There are many explanations of the symbolism of Borobudur, and we learned that the stupa reflect 3 of Buddha’s attributes: the substantial base stands for wisdom; the dome reflects an inverted alms/begging bowl, standing for charity; and the stick that protrudes from the top of the stupa represents Buddha’s walking stick, which stands for leadership. So, a person who strives to follow Buddha will show wisdom, charity and leadership.

Borobudur fell into disuse due to several factors (including volcanic eruptions nearby, the rise of Islam), but was restored in the early 1800s due to the efforts of Sir Thomas Raffles (of Raffles Hotel, Singapore fame). The temple is now a UNESCO world heritage site.

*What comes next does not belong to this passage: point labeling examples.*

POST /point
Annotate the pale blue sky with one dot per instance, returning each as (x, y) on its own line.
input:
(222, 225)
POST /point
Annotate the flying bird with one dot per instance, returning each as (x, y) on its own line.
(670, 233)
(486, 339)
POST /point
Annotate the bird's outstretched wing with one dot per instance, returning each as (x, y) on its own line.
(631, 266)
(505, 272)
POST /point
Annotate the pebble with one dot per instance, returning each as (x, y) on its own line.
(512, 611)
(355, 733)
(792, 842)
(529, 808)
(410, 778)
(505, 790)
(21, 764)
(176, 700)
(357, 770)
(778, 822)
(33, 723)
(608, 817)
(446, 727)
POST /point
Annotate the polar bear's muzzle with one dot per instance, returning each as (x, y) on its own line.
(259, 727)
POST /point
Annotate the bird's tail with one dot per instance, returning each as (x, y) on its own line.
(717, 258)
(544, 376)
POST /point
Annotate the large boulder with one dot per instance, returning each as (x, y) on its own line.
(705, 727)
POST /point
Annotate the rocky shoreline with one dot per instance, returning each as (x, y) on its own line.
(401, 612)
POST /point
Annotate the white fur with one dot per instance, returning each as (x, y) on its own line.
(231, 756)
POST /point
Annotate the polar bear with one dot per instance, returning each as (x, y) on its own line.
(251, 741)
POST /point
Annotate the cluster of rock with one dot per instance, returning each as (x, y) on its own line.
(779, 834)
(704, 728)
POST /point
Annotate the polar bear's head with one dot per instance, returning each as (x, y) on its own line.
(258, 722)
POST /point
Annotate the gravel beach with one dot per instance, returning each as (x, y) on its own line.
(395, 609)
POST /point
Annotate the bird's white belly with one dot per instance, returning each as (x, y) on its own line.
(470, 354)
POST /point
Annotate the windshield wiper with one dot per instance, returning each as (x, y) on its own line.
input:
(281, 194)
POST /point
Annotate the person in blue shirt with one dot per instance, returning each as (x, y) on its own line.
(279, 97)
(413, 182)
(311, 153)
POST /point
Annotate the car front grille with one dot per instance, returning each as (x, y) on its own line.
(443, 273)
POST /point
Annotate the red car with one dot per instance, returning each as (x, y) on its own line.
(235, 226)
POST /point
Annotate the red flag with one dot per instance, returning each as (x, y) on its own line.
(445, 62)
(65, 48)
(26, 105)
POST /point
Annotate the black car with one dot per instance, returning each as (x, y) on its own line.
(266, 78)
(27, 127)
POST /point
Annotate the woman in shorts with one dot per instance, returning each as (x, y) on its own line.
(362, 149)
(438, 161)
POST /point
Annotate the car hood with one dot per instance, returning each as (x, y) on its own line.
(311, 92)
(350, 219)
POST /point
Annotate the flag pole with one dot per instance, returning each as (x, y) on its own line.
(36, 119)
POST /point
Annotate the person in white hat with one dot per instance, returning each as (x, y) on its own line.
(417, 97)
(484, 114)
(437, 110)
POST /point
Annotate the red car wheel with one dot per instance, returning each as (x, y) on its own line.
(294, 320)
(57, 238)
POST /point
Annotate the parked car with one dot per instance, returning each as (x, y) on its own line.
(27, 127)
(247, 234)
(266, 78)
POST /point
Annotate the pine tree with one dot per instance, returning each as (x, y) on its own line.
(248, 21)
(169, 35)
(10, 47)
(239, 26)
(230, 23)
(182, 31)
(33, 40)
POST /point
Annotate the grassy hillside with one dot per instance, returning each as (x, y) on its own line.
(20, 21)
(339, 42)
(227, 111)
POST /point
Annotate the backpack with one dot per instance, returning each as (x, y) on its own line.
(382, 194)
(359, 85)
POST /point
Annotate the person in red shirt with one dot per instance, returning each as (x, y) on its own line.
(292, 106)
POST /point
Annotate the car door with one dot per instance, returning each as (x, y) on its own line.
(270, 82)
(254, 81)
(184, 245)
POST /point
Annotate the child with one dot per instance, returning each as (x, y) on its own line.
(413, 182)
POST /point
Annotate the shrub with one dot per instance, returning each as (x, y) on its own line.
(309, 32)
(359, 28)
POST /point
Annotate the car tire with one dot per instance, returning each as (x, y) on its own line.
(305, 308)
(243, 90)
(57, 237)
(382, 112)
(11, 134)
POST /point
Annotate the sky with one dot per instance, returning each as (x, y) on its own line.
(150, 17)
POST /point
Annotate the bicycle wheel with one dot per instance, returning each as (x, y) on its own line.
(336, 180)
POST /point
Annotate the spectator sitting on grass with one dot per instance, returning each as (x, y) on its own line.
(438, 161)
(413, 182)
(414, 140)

We were fortunate enough to be able to ascend to the top of the temple and look out over meticulous grounds and gardens, very simple and peaceful despite the number of tourists. At mid-day we heard the Islam call for prayer to Allah, as we looked at the Buddhist temple.

After an hour or so in the hot sun climbing the steps (and nervously descending where there were no handrails and the steps were steep and uneven), we went to a beautiful pavilion on the grounds of the temple, and enjoyed a traditional dance performance (and some local beer).

There were many from our cruise who took this long trek to Borobudur, and when we returned to the ship in late afternoon to depart for Malaysia, everyone was remarking on how beautifully spiritual the day was.

Hope that you enjoy the pictures we post – as with so many things, they don’t do justice to the reality.